Talk with family members about their drinking or drug use …
Let your boyfriend know the effect his drinking is having on your stress level and your recovery. If your boyfriend is a problem drinker, It can be hard to bring up the subject, but try to keep the lines of communication open and offer support. And if you are feeling vulnerable it is never appropriate to have alcohol in the house when you are there alone.
Limit television and social media
With the world in a state of crisis, gathering information is one way to feel in control. But over-consuming the news, especially fearful and unpredictable news, will not do your mental state any favors.
Stop thinking and take a walk
When you’re experiencing anxiety, the last thing you probably feel like doing is getting up and moving. But physical activity is a huge stress reliever—and you don’t have to be an athlete or spend hours exercising to experience the benefits. Movement releases “feel good” endorphins and it serves as a distraction from your daily worries.
Open the windows
The sensory stimulation provided by fresh air, along with the sound of nature, has been shown to increase brain activity, which can help to relieve anxiety and depression.
The fastest way to reduce stress is by taking a deep breath and focus on your surrounding with your senses (what do you see or hear?). Perhaps look at a favorite photo, smell something delicious, listen to a favorite song, or hug your pet if you have one. These things can help you quickly relax and focus yourself. The best way to “get better” at meditation is to practice it daily.
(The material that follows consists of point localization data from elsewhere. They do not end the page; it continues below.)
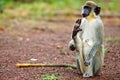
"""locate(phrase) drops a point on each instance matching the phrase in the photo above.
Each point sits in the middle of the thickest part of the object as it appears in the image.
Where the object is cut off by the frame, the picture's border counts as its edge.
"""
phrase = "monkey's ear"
(97, 10)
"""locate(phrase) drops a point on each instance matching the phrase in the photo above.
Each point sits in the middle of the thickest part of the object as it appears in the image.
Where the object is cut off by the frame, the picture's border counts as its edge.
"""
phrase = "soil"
(47, 42)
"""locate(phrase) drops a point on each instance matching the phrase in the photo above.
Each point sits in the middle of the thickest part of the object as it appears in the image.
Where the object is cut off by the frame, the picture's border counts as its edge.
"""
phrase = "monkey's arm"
(95, 47)
(45, 65)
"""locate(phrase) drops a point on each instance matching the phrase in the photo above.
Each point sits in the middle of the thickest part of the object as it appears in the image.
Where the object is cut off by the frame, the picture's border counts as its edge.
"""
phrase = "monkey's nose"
(84, 15)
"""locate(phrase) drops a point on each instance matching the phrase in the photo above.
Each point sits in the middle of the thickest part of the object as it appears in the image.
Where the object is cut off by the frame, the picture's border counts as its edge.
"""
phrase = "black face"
(97, 10)
(86, 11)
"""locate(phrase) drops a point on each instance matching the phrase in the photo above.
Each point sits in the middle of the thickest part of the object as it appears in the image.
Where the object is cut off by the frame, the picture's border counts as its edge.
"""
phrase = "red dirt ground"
(47, 42)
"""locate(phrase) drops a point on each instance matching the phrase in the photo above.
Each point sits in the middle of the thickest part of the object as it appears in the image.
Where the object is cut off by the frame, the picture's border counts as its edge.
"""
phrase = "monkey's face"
(87, 9)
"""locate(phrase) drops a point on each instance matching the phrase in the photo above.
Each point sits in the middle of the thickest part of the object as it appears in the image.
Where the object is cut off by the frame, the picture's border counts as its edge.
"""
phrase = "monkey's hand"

Close your eyes and recite a positive affirmation.
Work, eat and sleep in different locations
By now, deep in the coronavirus quarantine, many of us are trapped in an even more extreme cycle of “eat, sleep, work, repeat.” Try to change up the scenery.
Live in the day/moment – no catastrophic thinking
“The secret of health for both mind and body is not to mourn for the past, worry about the future, or anticipate troubles, but to live in the present moment wisely and earnestly.” – Buddha
Try to stop the “what ifs” by taking precautions
When facing major challenges, try to look at them as opportunities for personal growth. Try to view this stressful situation from a more positive perspective. And if you fear you or your boyfriend are vulnerable to coronavirus, strictly follow guidelines for protection and decontamination.
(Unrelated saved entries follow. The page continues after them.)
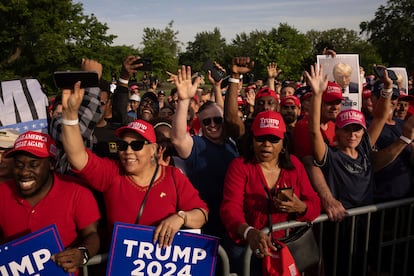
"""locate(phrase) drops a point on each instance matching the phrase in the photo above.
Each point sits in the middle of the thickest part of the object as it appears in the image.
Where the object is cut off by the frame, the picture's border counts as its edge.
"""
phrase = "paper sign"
(23, 105)
(133, 253)
(30, 254)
Virtual Relapse Prevention Classes, 12-step virtual meetings
Humans are intensely social beings and need to feel connected, particularly in recovery. Personal sharing is one of the easiest and most overlooked ways to create that connection, and there are endless options for online venues in which to do this. Attendance at virtual meetings is not dictated by geography. Try a meeting out of state – a new experience to embrace.
This too shall pass …
I want to remind you that you have experienced an entire year in recovery. Take a moment to think about what the pandemic would be like to navigate if you were still drinking or using. You have already met incredible challenges. Now is the time to rely on those coping skills you have honed during a year of recovery. If you are used to going to 12-step meetings, find a virtual option. Garden, learn to knit, read, or get out for a run. This difficult season will pass, but your hard won recovery will be with you for a lifetime!